The Role of DBR1 as a Candidate Prognosis Biomarker in Esophageal Squamous Cell Carcinoma.

Aims: Esophageal squamous cell carcinoma (ESCC) is one of the most prevalent malignancies with unfavorable clinical outcomes and limited therapeutic methods. As a key enzyme in RNA metabolism, debranching RNA Lariats 1 (DBR1) is involved in intron turnover and biogenesis of noncoding RNA. Although cancer cells often show disorder of nucleic acid metabolism, it is unclear whether DBR1 has any effect on the carcinogenesis and progression of ESCC.
Methods: Here we detected DBR1 expression in 112 ESCC samples by immunohistochemistry and analyzed its correlation with clinical parameters and survival.
Results: DBR1 is mainly located in the nucleus of ESCC tissue. And DBR1 was associated with several malignant clinical features in patients, including tumor location (χ2 = 9.687, P = .021), pathologic T stage (χ2 = 5.771, P = .016), lymph node metastasis (χ2 = 8.215, P = .004) and N classification (χ2 = 10.066, P = .018). Moreover, Kaplan-Meier analysis showed that ESCC patients harboring lower DBR1 expression had a worse prognosis in comparison with those with higher DBR1 expression (P = .005). Univariate and multivariate Cox proportional hazards regression analyses indicated that decreased DBR1 might act as an independent predictor of poor prognosis for ESCC patients.
Conclusion: Abnormal RNA metabolism might play a critical role in promoting the progression of ESCC, and DBR1 may be a promising potential biomarker for predicting the prognosis of ESCC patients.

Introduction

Esophageal squamous cell carcinoma (ESCC), characterized by aggressive clinical course and unfavorable prognosis, is the dominant type of esophageal cancer in China and remains the leading sixth incidence and the fourth mortality of malignancies.[1-3] Although chemotherapy and radiotherapy are beneficial for the disease survival outcome, frequent recurrence and limited therapeutic approaches result in poor prognosis with approximately 30% of 5-year survival rates in China. Additionally, the highly heterogeneous characteristic of ESCC results in variable clinical outcomes and enhances the complexity of clinical options. Currently, only a handful of patients can get a survival benefit from the standard treatment. Therefore, it is necessary to explore new biomarkers and novel targets for ESCC diagnosis, prognosis, and treatment.

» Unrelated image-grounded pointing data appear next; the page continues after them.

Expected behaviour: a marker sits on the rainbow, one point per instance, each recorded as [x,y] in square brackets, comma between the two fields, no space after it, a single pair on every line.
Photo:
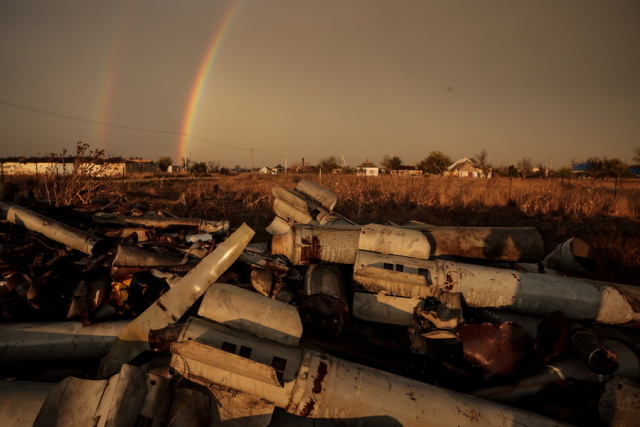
[107,81]
[202,74]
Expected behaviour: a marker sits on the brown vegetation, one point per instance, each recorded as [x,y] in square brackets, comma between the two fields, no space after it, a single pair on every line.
[595,210]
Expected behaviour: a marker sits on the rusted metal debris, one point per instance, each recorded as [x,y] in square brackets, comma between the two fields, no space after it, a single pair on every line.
[177,320]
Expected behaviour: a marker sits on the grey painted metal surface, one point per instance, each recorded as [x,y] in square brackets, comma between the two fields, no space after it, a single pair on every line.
[49,341]
[218,228]
[385,308]
[61,233]
[171,306]
[317,385]
[252,312]
[531,293]
[303,243]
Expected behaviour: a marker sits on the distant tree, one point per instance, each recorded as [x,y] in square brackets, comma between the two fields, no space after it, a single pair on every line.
[349,170]
[198,167]
[616,167]
[164,162]
[330,163]
[390,163]
[602,168]
[435,163]
[481,161]
[525,167]
[213,166]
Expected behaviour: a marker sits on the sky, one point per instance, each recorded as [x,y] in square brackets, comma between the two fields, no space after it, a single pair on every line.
[260,83]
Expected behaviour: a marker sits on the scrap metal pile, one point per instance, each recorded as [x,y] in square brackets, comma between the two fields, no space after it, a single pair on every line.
[180,321]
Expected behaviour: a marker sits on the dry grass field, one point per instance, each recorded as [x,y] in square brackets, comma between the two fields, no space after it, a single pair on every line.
[606,217]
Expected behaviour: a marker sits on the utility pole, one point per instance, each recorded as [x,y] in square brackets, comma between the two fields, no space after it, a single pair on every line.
[185,152]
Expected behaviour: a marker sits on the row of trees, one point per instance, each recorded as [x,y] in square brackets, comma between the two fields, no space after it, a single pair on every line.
[437,162]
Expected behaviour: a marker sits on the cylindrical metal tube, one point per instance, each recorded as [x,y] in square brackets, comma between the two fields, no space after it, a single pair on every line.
[491,287]
[580,299]
[305,243]
[61,233]
[31,342]
[325,309]
[321,386]
[599,358]
[171,306]
[252,312]
[573,256]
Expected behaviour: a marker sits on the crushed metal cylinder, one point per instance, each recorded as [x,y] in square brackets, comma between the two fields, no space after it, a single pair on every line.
[122,315]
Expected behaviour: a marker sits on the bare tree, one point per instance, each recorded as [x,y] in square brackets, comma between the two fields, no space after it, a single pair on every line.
[330,163]
[390,163]
[481,160]
[435,163]
[164,162]
[525,166]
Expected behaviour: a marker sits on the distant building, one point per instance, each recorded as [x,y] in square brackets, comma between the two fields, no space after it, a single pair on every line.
[367,168]
[581,169]
[109,168]
[406,171]
[464,168]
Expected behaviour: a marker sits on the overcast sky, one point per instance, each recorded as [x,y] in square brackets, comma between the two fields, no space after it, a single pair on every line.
[309,79]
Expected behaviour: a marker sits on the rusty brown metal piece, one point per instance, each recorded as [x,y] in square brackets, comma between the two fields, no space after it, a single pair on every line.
[325,309]
[220,228]
[498,348]
[599,358]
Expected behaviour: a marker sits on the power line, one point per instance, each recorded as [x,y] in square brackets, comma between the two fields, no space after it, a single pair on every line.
[80,119]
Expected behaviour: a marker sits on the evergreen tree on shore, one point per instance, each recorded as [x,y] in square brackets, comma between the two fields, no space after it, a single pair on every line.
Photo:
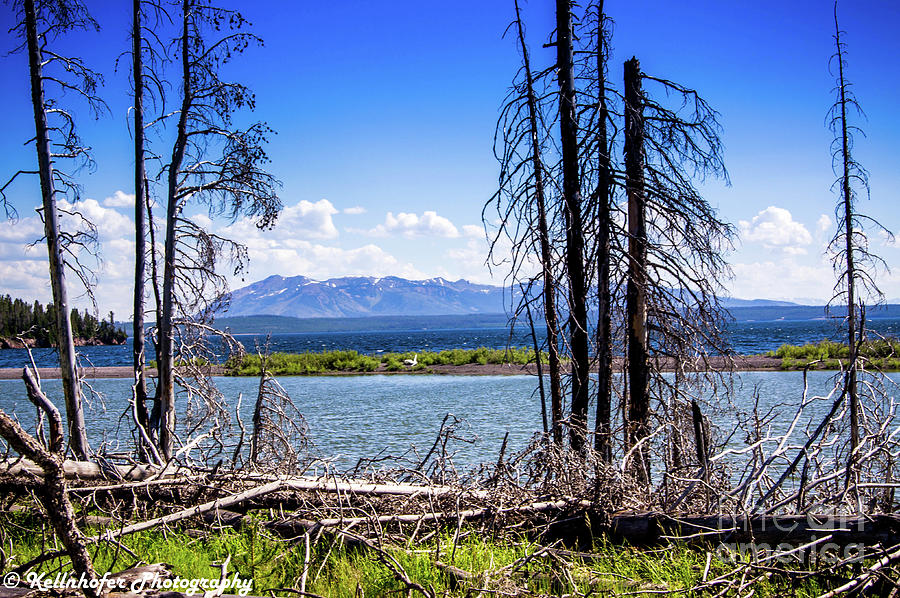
[34,321]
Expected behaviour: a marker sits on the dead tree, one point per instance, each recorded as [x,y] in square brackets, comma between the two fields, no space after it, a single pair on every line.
[602,199]
[40,23]
[145,81]
[572,213]
[854,263]
[636,298]
[280,434]
[677,244]
[212,163]
[522,205]
[53,494]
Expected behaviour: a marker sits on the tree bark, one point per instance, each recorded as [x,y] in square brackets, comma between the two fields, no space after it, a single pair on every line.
[65,341]
[140,216]
[549,291]
[847,198]
[603,427]
[568,125]
[635,293]
[166,380]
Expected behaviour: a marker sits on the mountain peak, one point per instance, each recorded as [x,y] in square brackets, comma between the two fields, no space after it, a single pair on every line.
[359,296]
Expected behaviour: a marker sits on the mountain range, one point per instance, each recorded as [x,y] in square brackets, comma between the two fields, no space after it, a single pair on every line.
[363,296]
[366,296]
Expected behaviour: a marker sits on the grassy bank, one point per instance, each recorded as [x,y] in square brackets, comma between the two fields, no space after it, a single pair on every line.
[512,567]
[287,364]
[829,355]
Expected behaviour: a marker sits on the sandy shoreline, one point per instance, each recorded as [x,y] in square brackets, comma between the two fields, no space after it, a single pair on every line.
[750,363]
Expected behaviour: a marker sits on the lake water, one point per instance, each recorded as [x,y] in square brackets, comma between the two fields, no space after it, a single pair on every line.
[354,417]
[746,337]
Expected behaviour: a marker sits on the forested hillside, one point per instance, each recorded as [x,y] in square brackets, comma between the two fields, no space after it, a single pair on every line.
[34,322]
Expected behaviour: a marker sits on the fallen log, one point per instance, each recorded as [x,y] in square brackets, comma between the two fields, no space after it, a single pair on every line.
[85,470]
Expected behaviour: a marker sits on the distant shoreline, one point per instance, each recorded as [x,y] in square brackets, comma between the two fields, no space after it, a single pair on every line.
[748,363]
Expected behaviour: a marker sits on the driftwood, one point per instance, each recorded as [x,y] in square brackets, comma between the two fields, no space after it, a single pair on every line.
[52,494]
[87,470]
[654,528]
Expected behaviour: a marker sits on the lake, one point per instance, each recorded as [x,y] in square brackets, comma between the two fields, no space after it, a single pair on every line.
[747,338]
[354,417]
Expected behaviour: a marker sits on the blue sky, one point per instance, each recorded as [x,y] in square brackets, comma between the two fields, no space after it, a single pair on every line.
[385,114]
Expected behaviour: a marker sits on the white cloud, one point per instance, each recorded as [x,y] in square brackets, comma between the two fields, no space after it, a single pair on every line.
[303,220]
[473,230]
[297,256]
[411,225]
[783,279]
[110,223]
[119,199]
[888,239]
[776,228]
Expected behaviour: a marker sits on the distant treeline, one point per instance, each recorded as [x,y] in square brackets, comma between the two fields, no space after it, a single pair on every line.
[34,321]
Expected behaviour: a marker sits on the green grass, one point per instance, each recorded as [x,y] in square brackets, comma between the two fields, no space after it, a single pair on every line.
[292,364]
[340,571]
[881,354]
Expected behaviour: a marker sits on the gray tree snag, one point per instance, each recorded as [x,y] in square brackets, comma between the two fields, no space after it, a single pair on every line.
[140,217]
[572,207]
[546,258]
[213,163]
[635,294]
[53,19]
[524,210]
[854,264]
[52,494]
[602,199]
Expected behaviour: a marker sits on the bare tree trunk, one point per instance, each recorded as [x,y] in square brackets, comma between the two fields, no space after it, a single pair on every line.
[847,199]
[539,364]
[257,410]
[550,317]
[166,381]
[635,293]
[64,338]
[574,234]
[140,216]
[603,427]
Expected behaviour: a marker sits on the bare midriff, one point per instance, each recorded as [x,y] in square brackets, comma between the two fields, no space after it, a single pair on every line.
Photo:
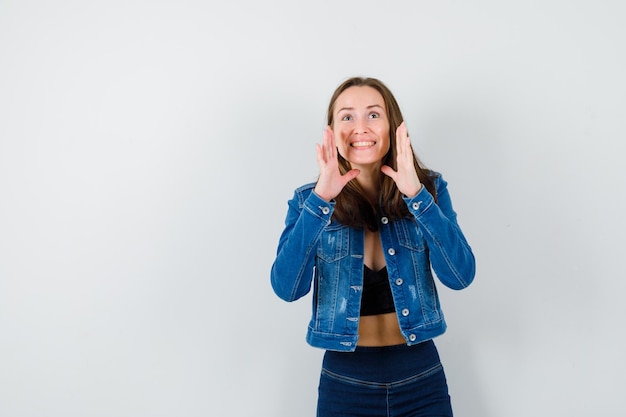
[380,329]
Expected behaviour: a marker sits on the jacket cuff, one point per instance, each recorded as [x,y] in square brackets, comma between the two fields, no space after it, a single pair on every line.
[420,203]
[319,207]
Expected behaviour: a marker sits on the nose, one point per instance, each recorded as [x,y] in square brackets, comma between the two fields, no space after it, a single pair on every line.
[360,126]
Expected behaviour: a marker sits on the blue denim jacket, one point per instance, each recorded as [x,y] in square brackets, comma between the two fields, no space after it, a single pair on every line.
[313,249]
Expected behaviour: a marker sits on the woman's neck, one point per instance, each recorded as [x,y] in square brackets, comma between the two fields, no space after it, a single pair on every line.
[369,180]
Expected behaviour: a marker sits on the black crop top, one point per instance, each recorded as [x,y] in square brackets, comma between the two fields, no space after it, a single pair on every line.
[376,298]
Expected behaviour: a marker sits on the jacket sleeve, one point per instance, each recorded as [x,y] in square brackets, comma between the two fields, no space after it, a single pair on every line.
[450,255]
[292,270]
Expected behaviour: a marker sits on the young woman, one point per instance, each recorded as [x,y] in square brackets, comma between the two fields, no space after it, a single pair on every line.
[365,237]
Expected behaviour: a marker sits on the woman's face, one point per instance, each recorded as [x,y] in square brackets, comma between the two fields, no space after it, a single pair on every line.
[361,127]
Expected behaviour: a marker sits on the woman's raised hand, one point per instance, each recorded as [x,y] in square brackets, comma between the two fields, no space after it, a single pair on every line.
[331,182]
[405,177]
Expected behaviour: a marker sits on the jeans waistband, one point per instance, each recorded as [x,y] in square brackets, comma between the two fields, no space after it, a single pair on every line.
[383,364]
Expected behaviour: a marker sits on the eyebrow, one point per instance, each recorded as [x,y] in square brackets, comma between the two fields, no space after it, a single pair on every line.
[368,107]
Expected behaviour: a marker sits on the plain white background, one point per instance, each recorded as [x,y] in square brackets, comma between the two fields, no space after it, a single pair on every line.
[148,148]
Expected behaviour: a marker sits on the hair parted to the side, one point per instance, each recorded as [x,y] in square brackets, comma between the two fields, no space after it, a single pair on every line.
[352,208]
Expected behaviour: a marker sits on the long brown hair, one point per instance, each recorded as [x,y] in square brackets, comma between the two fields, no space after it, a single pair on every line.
[352,208]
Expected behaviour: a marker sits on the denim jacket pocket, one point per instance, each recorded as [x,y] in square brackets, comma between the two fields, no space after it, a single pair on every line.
[410,236]
[333,244]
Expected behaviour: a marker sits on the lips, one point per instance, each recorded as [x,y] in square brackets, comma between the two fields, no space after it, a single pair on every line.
[362,144]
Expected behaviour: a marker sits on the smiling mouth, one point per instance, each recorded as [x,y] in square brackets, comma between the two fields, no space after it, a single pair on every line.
[363,144]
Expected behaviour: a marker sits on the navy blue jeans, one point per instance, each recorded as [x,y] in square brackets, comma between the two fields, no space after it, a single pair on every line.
[390,381]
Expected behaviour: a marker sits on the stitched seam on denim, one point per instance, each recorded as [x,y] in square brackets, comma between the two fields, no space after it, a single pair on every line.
[426,373]
[354,381]
[387,399]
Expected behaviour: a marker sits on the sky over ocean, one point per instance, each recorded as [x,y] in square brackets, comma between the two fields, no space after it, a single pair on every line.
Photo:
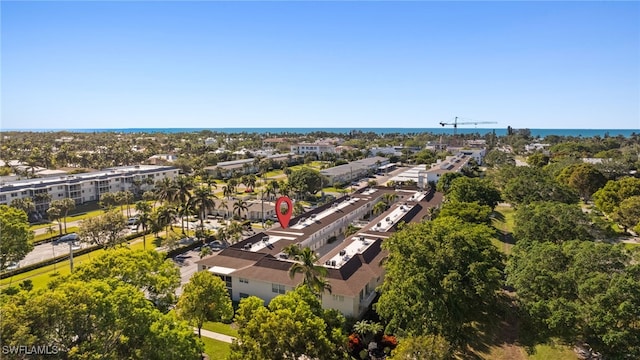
[481,131]
[220,64]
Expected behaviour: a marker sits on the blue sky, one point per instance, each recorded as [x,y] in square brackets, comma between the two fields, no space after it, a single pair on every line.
[319,64]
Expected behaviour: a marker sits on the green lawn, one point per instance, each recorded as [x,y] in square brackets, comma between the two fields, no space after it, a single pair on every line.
[41,237]
[221,328]
[550,352]
[217,350]
[42,276]
[504,224]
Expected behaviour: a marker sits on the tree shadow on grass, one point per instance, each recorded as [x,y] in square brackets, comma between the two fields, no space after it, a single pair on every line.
[501,327]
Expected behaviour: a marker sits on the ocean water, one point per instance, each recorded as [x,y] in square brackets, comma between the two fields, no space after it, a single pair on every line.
[541,133]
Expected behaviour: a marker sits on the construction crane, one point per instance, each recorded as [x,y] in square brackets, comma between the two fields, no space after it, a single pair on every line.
[455,124]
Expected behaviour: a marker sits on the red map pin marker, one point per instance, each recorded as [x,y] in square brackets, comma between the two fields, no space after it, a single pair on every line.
[284,218]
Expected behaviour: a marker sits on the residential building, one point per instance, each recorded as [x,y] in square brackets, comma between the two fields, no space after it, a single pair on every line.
[86,187]
[313,148]
[344,174]
[257,266]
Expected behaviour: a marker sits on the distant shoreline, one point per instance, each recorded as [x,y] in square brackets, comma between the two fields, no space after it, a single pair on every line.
[346,130]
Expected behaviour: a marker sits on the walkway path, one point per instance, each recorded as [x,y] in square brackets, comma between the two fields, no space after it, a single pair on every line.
[215,336]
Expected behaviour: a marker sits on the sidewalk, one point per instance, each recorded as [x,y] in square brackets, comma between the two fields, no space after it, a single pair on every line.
[215,336]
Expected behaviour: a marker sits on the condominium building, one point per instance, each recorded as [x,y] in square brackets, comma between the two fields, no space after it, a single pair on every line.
[344,174]
[312,148]
[258,266]
[86,186]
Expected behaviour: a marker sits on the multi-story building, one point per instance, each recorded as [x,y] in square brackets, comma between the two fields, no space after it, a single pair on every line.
[312,148]
[344,174]
[85,187]
[258,265]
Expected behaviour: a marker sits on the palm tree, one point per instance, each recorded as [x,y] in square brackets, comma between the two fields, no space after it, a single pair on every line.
[313,274]
[165,216]
[53,212]
[202,200]
[234,231]
[272,188]
[66,205]
[379,208]
[144,219]
[166,190]
[223,235]
[227,192]
[239,206]
[389,198]
[24,204]
[298,208]
[367,330]
[183,185]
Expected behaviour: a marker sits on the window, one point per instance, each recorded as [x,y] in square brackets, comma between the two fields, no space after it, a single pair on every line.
[227,280]
[277,288]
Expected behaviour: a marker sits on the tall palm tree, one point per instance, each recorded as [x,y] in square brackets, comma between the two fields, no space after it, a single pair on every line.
[272,188]
[144,220]
[227,191]
[314,275]
[67,205]
[234,230]
[202,200]
[183,185]
[166,190]
[166,215]
[239,206]
[53,212]
[379,208]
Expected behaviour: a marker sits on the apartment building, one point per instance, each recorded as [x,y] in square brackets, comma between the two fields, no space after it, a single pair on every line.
[87,186]
[344,174]
[312,148]
[257,266]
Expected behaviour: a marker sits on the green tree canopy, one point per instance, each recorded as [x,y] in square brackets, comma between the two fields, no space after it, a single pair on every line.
[482,191]
[524,185]
[15,236]
[468,212]
[205,298]
[292,326]
[580,290]
[148,271]
[608,198]
[107,230]
[551,221]
[583,178]
[96,319]
[305,181]
[424,347]
[445,181]
[628,213]
[441,277]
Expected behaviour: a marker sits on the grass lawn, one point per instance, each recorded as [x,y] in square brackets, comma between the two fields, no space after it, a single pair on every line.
[216,349]
[42,276]
[504,224]
[41,237]
[221,328]
[547,352]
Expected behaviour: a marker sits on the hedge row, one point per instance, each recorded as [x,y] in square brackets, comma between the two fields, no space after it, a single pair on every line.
[60,258]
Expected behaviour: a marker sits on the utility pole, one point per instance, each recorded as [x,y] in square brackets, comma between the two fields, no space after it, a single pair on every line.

Human debranching RNA Lariats 1(DBR1) is located in 3q22.3 and its protein consists of 544 amino acids with a conserved catalytic GNHE motif and a bipartite nuclear localization signal (NLS). Functionally, as an RNA debranching enzyme, DBR1 is involved in both the RNA splice process and lariat intron turnover pathway.[7,8] In general, introns are usually removed when RNA splicing to generate lariat structures harboring 2',5'-phosphodiester bonds. Importantly, DBR1 cleaves the special 2′,5′ phosphodiester linkage and converts the lariat intron into a linear molecule, which is rapidly degraded in vivo or possibly forms multiple byproducts of lariat RNA processing like “mirtron” or snoRNAs.[9-11] DBR1 is highly conserved metallophosphoesterase (MPE) in diverse species like yeast, homo species, and plays a significant role in the growth and development of a biological organism. It's reported that DBR1 mutants result in severe growth defects and abnormal cell morphology in Schizosaccharomyces pombe, embryo-lethal effects in Arabidopsis, and mice. Furthermore, DBR1 may be involved in retroviral replication. DBR1 can affect HIV replication and inhibit cDNA synthesis by changing 5′ end conformation. Bi-allelic DBR1 mutations lead to significantly decreased DBR1, and then enhanced HSV viral infection of the brainstem in childhood. Beyond the viral infection, Dbr1 deficiency is also a stronger suppressor for TDP-43 in amyotrophic lateral sclerosis (ALS) disease. In human cancer, the modulation of DBR1 expression is dependent on wild-type p53 when suffering from hypoxia, and decreased DBR1 promoted tumor growth.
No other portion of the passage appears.